Sometimes we must make an arduous journey abroad to discover what we already hold in our hearts. In the radiant language of Tibetan Buddhist doctrine, a reluctant American dakini describes her Khora—a thirty-four-mile pilgrimage around the base of Mount Kailash in Western Tibet. Four living rivers emanate from this perpetually snow-clad mountain, sacred to Bön, Hinduism, Buddhism, and Jainism. Alysson’s teachers told her that this mountainous heart of the Buddhist spiritual universe mirrors the human heart.
Alysson soon discovers that a Westerner had never completed Khora with the traditional prostrations before, though she describes encountering eight to ten men and women of various nationalities prostrating (and many more walking) around Kailash during her twenty-eight-day excursion in 2006. Word quickly circulated through the network of residents and seekers along the trail that Alysson was an incarnation of Tara, a female Buddha widely revered among Tibetan Buddhists. To her dismay, many honored her with gifts and praise. Alysson felt certain she was just an ordinary woman with the tenacity to “close the circle” as she was advised by her spiritual teachers.
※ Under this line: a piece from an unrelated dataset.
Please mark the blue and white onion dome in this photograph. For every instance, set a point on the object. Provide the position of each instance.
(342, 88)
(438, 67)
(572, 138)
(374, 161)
The fresh, heartfelt prose of the author’s travel journal serves as the compelling narrative of this visionary memoir. The epilogue contains her emails to friends and supporters as she leaves Kailash to briefly visit other sacred sites in this wild region where Guru Rinpoche brought the Dharma from India to Tibet in the eighth century. She reflects upon the deeper meaning of her journey and the blossoming of bodhicitta—wisdom and compassion—during her Khora and after she reluctantly returns home. Alysson’s surrender into the sublime act of opening her heart to the present moment and to her own divine nature may transport readers into the mysterious depths of unconditional love in their own hearts.